Google could not have forgotten that, just a month before, the company decided to withdraw its business from mainland China. And the reason was as simple as that — government censors. Seizing “the moral high ground,” Google declared that it was determined to provide all users with “uncensored services.” Does that mean the company will close its business in America, where internet services are strictly controlled?
The statistics also suggested that, in countries like the U.S., Germany and Brazil, 80 percent of the related content had been removed by request. In Turkey, Google masked videos that were considered to be offensive to Mustafa Kemal Ataturk, the founding father of the country. In Germany, Google blocked links that advocated Nazism and denied the Holocaust. Back in the U.S., Google even closely work with the Central Intelligence Agency. Search histories are preserved permanently for reference.
But why was it that the otherwise obedient Google became so obstinate in China? It was because the company held a double standard. On April 19, the company posted on its blog, “We don’t want to engage in political censorship, this is especially true in countries like China and Vietnam.”
“Some democratically-elected governments in Europe and elsewhere do have national laws that prohibit certain types of content. Our policy is to comply with the laws of these democratic governments.”
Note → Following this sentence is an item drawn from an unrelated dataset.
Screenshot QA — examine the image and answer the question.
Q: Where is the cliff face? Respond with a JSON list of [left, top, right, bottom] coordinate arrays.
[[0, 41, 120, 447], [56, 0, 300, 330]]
Google has made its position clear — we do not conform to the laws of China and Vietnam, but only to those of Western countries. In fact, what Google complies with are not the laws, but the ideologies. Google made it clear in its blog post that whether or not the content will be removed is based on “our policies.” In Google’s eyes, the policies of the company outplace the laws of the countries in which it is operating; these policies are taken as final.
What is their “policy” then? It may be “Don’t be evil,” the banner that is flaunted by the company. But what is the criteria for good and evil? Neither Google nor the U.S. will be the only ones to have the final say; otherwise, the criteria would be whether it is good for the United States or not.
What Google’s statistics tell us is that they are not saying no to censorship, not even to political censorship. In fact, they are saying no to diversified social systems and to the places where U.S. cultural hegemony cannot reach.